The RAF, both staff and aircrew, were exonerated by the board of inquiry. But the feelings of regret for the inadvertent attack ring through the operational logs of 263 and 265 Squadrons. 

 Sqn Ldr Robert Rutter wrote in his log, now also, stored at Kew: "The squadron records would have been greatly enhanced by this day's work but for the fact that somebody not connected with the squadron, the wing or in fact with the RAF, gravely blundered with the result that a convoy of ships belonging to the Royal Navy was attacked.” He recorded that "owing to doubt as to identity, Control­ler was asked four times whether to attack ... Controller said no friendly ships in the area and ordered attack.” The same phrasing is used in the log of 266 Sqn, but in a dry lament at the end of the entry, Wing Cdr Baldwin adds simply: “Ships were our own.” 

So embarrassed was the Navy's hierarchy by the attack that the Honours and Awards committee at Admiralty House recommended that the bravery of Cdr Crick and his officers in rescuing so many men should not be recognised.
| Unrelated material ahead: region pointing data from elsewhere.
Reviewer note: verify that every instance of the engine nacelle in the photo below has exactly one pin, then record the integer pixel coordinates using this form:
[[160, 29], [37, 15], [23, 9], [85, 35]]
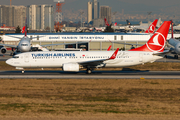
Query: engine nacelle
[[3, 50], [73, 67]]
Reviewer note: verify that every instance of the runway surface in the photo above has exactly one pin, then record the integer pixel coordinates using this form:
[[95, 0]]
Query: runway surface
[[94, 75], [169, 58]]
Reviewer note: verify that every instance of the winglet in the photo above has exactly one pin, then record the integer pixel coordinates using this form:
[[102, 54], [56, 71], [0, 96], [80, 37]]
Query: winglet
[[26, 28], [114, 54], [172, 33], [109, 48], [106, 22]]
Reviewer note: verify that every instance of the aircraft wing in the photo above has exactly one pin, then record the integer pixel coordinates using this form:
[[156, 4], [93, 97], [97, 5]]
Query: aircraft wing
[[162, 53], [6, 45], [48, 45], [98, 62]]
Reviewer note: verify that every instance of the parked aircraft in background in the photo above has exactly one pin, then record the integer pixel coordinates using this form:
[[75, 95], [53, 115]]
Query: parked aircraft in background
[[75, 60], [174, 43]]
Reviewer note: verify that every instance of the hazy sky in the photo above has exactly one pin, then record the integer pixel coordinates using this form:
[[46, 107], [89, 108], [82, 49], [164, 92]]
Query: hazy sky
[[129, 6]]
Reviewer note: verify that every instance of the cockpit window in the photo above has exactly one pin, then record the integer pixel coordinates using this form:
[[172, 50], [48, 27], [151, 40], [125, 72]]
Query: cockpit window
[[24, 44], [16, 57]]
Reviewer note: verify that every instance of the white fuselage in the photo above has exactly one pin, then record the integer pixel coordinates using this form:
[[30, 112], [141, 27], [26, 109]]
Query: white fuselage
[[53, 59]]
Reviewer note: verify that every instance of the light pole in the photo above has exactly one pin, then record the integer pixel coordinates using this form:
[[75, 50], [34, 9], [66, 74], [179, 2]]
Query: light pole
[[114, 17], [81, 17]]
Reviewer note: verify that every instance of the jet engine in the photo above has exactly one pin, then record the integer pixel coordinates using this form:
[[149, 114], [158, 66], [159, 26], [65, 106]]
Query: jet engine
[[3, 50], [73, 67]]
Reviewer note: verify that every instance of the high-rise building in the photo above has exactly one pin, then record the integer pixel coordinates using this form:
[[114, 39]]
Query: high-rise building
[[40, 17], [12, 15], [105, 12], [95, 10], [89, 11]]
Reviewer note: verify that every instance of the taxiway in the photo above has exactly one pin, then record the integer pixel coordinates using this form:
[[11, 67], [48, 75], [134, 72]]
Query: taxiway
[[94, 75]]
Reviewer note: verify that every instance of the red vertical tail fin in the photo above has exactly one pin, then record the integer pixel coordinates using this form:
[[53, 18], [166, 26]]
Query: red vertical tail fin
[[152, 27], [23, 29], [172, 32], [157, 41], [115, 24], [109, 48]]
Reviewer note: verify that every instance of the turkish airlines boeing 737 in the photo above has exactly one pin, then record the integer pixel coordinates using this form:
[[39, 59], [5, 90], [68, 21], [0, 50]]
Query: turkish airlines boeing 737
[[75, 60]]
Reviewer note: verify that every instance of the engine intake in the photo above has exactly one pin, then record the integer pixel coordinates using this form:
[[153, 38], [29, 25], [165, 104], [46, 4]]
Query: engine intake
[[73, 67]]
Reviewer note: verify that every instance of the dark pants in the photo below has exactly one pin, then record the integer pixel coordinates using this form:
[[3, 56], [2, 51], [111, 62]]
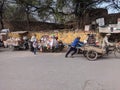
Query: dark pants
[[70, 50], [35, 50]]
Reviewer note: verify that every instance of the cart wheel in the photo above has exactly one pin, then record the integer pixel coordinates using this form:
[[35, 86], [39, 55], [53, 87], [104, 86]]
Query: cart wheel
[[11, 48], [91, 55], [85, 53], [117, 52]]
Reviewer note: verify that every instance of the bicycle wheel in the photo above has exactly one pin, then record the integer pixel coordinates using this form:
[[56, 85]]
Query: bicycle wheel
[[91, 55]]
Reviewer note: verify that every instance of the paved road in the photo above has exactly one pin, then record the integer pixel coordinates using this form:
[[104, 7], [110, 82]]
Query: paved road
[[21, 70]]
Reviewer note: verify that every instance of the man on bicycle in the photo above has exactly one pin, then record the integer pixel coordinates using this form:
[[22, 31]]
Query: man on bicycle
[[106, 43]]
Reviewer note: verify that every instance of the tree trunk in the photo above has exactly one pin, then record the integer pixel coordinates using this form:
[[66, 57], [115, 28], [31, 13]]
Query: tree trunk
[[28, 22], [1, 15], [1, 21]]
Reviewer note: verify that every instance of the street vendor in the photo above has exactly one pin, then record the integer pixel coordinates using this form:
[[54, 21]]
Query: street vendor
[[106, 43]]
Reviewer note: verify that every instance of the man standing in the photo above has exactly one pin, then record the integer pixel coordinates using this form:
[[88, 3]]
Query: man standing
[[106, 43], [73, 47]]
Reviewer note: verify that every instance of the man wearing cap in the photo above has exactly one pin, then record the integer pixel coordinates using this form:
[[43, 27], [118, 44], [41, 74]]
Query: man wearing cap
[[73, 46]]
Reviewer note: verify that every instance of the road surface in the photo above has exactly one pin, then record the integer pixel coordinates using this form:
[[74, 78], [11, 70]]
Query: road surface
[[22, 70]]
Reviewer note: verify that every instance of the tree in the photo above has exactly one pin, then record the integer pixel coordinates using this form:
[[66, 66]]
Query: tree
[[1, 13]]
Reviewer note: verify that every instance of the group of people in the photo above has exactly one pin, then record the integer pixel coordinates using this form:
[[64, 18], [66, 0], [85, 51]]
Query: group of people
[[46, 43], [51, 42], [90, 41]]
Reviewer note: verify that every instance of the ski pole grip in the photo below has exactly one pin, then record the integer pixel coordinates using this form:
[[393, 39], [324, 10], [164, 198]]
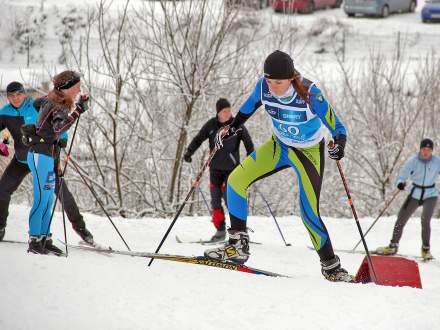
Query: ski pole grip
[[331, 144]]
But that finding outraged the Second Sea Lord, Vice Admiral Sir Algernon Willis, who said: "This was the severest attack any ships in Operation Neptune (the naval element of the Normandy invasion) had to sustain, and so far as the ships were concerned, the aircraft were 'enemy’ because they behaved as such." 

Cdr Crick, now 94 and living in a nursing home near Bridgwater, Somerset, was granted the military OBE and four other Officers were made MBEs for their part in the rescue effort.